The Canary In The Coal Mine

    Source Pedro Henrique Santos

    The Canary in the Coal Mine

    1. Awhile back we broke down the Trump administration's plans to roll back Obama era regulations on coal-burning power plants. In the latest episode of the saga, a group of 29 cities and states are suing the administration. It's a dicey plan — if the Trump administration wins in court, it could "weaken the ability of future presidents to regulate carbon dioxide pollution from power plants."
    2. Meanwhile, coal is still trending downward in the US. Coal plants have been steadily closing over the past decade, moving from the smaller, less productive ones to the heavy hitters. Power sector analyst John Larsen says, "You notice the average size of retired plants going up over time. There are not a lot of small plants left, period. Once you’ve cleared out all the old inefficient stuff, it’s logical the next wave would be bigger and have more implications for the climate."
    3. As coal becomes less economically viable, some workers are feeling the effects. Over 100 miners blocked the tracks of a Kentucky coal train last week after the mining company Blackjewel filed for bankruptcy and denied their workers backpay. Five major coal producers have gone bankrupt in the past year.
    4. The coal miner payment debacle highlights a fascinating and important difference between the coal and oil industries. As Timothy Mitchell has written about at length, coal requires human labor to transport. As a consequence, its workers can strike and physically disrupt the industry by stopping the flow of material (as these miners are doing). Industrial elites shifted their focus to oil partially to eliminate the leverage of human laborers — gas that flows through long pipelines can bypass the concrete pressures imposed by individuals. Follow this thread further in Mitchell's book Carbon Democracy.
    5. Carbon Brief released a beautiful, interactive map of all the existing coal plants globally — check it out to get a better grasp on how the landscape of coal has changed over time.

    Insane In The Methane

    1. The latest absurd proposal from the EPA would end direct federal regulation of methane leaks that occur during the production of oil and natural gas, despite major companies like BP and Shell saying they're against the proposal (it's not great for the old public image).
    2. Although methane doesn't hang around in the atmosphere as long as CO2, it traps way more heat. It's estimated that 25% of human-caused global warming comes from methane emissions.
    3. A new study shows that government estimates of methane emissions from oil and natural gas production are crazy low — underestimating by as much as 60%. While natural gas companies like to paint it as a greener alternative to coal, the methane leaks effectively cancel out the benefit.
    4. Atmospheric methane levels have been rising at an increasingly fast pace over the past 20 years. Scientists haven't been able to definitively identify the culprit — they aren't sure if the fault lies with agriculture (i.e. cow farts) or with the fossil fuel industry. But recent research pins the majority of the blame on shale-gas production from fracking.
    5. The US produces 89% of the world's shale gas — and the problem isn't going anywhere, as the US is in the process of seriously expanding their natural gas infrastructure.

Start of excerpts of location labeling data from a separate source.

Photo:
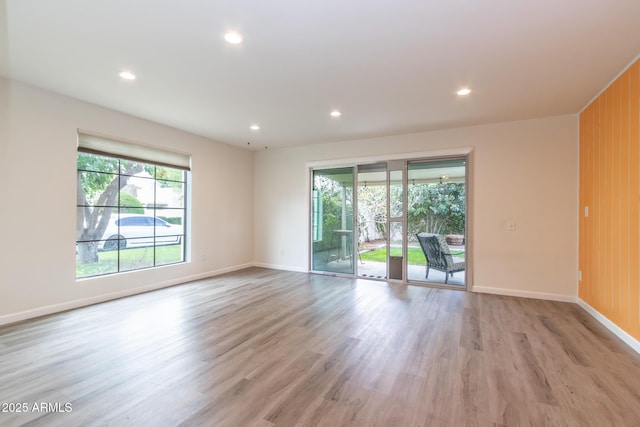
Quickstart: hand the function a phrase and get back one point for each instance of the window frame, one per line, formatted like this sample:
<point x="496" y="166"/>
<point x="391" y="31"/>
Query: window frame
<point x="115" y="210"/>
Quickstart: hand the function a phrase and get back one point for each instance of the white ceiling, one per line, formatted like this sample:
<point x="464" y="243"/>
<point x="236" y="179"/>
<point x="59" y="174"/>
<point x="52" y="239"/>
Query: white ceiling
<point x="391" y="66"/>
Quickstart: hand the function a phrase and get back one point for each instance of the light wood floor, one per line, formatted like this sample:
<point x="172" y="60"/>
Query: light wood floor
<point x="268" y="348"/>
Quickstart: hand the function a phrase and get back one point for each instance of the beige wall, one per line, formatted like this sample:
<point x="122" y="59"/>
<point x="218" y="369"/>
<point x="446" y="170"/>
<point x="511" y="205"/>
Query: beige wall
<point x="38" y="132"/>
<point x="525" y="171"/>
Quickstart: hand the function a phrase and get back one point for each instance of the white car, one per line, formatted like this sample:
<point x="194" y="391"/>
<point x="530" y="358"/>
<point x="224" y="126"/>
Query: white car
<point x="133" y="230"/>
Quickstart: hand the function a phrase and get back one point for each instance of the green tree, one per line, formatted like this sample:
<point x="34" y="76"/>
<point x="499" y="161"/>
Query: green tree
<point x="98" y="186"/>
<point x="437" y="208"/>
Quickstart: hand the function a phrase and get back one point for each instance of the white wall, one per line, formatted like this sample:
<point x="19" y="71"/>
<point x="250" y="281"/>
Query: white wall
<point x="525" y="171"/>
<point x="38" y="134"/>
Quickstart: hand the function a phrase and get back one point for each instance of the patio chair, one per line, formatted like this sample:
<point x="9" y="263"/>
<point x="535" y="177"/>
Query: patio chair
<point x="438" y="255"/>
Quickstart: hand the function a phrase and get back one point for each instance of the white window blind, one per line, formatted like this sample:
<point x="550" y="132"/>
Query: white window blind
<point x="107" y="146"/>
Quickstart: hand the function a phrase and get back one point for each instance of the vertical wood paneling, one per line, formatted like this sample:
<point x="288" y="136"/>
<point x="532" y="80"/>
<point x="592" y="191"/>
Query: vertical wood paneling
<point x="609" y="244"/>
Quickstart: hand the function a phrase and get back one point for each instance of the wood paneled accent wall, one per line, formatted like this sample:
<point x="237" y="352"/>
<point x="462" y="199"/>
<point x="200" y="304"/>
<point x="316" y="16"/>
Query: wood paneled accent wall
<point x="609" y="187"/>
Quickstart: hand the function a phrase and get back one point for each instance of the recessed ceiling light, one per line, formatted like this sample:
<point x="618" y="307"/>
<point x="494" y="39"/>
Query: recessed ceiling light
<point x="233" y="37"/>
<point x="127" y="75"/>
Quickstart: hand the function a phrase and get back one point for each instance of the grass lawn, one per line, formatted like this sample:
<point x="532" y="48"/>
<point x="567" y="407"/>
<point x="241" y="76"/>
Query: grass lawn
<point x="130" y="259"/>
<point x="415" y="255"/>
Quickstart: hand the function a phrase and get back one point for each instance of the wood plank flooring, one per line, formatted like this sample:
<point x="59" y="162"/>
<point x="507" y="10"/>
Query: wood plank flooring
<point x="270" y="348"/>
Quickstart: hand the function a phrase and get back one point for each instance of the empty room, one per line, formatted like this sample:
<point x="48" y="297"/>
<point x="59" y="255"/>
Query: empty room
<point x="407" y="213"/>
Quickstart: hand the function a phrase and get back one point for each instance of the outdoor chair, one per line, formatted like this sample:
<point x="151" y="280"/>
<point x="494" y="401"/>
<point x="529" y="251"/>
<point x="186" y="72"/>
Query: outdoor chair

    Bowls, Bowls, All Types Of Bowls

    1. In a story broken by the New Food Economy, journalist Joe Fassler found that molded fiber bowls, which are pitched to consumers as "compostable" and certified by the Biodegradable Products Institute (BPI), contain PFAS.
    2. PFAS are a dangerous class of chemicals that contain fluorinated compounds and do not naturally biodegrade — obviously a problem for a product certified as compostable.
    3. Restaurants across the US have adopted the ubiquitous "compostable" molded fiber bowl en masse, assuring customers they're doing their part to leave the planet better and combat the restaurant industry's waste issues. You see them everywhere now, from Chipotle and Sweetgreen to your favorite trendy fusion bowl spot.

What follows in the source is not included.